In Washington hat Außenminister Antony Blinken bereits klargestellt, die USA würden sich "unmissverständlich allen Handlungen entgegenstellen, die die Aussichten auf eine Zweistaatenlösung untergraben". Am Tag vor der Vereidigung meldete sich noch Jordaniens König Abdullah II. zu Wort und warnte die neue israelische Regierung vor dem Überschreiten "roter Linien". Doch vor allem in Israel selbst hat sich ein lauter Chor von Stimmen erhoben, die nun öffentlich mahnen und klagen.

Mehr als 1000 Veteranen der Luftwaffe haben einen Brief geschrieben, weil sie den "demokratischen Staat in Gefahr" sehen. Pensionierte Richter und Juradozenten warnen davor, den "Rechtsstaat zu beschädigen". Manager der High-Tech-Industrie haben sich zusammengefunden, weil sie eine Flucht ausländischer Investoren befürchten.

Demonstration vor der Knesset

So wehrt sich nach anfänglicher Schockstarre jene knappe Hälfte der Israelis, die bei der Wahl am 1. November nicht für Netanjahu und Co. gestimmt hatte. Ein paar tausend Demonstranten haben sich am Donnerstag auch vor der Knesset eingefunden zum Protest, ausgerüstet mit Israel-Fahnen und der Regenbogenflagge.

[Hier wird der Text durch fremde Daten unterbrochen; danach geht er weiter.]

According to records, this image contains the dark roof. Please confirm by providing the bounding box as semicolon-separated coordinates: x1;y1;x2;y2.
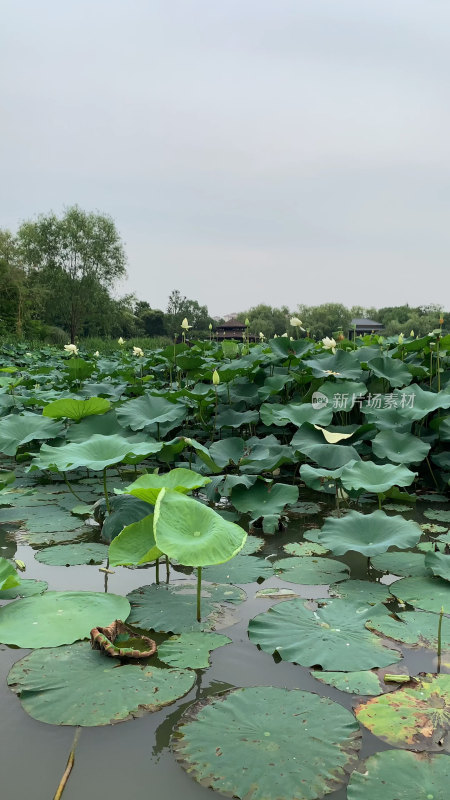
216;318;246;329
350;318;383;327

Doch die Hauptlast wird in Zukunft jener Mann zu tragen haben, der das Premiersamt nun an Netanjahu übergeben hat und künftig als Oppositionsführer in der Knesset sitzt. Jair Lapid hat reichlich Zeit gehabt in den vergangenen Wochen, die Nachfolger als "gefährlich, extremistisch und unverantwortlich" zu geißeln. Bei seinem letzten Auftritt als Regierungschef in der Knesset am Donnerstagmorgen aber gibt er Netanjahu nur noch einen kurzen Satz mit auf den Weg: "Ruinieren Sie das Land nicht", sagt er, "wir werden bald zurück sein."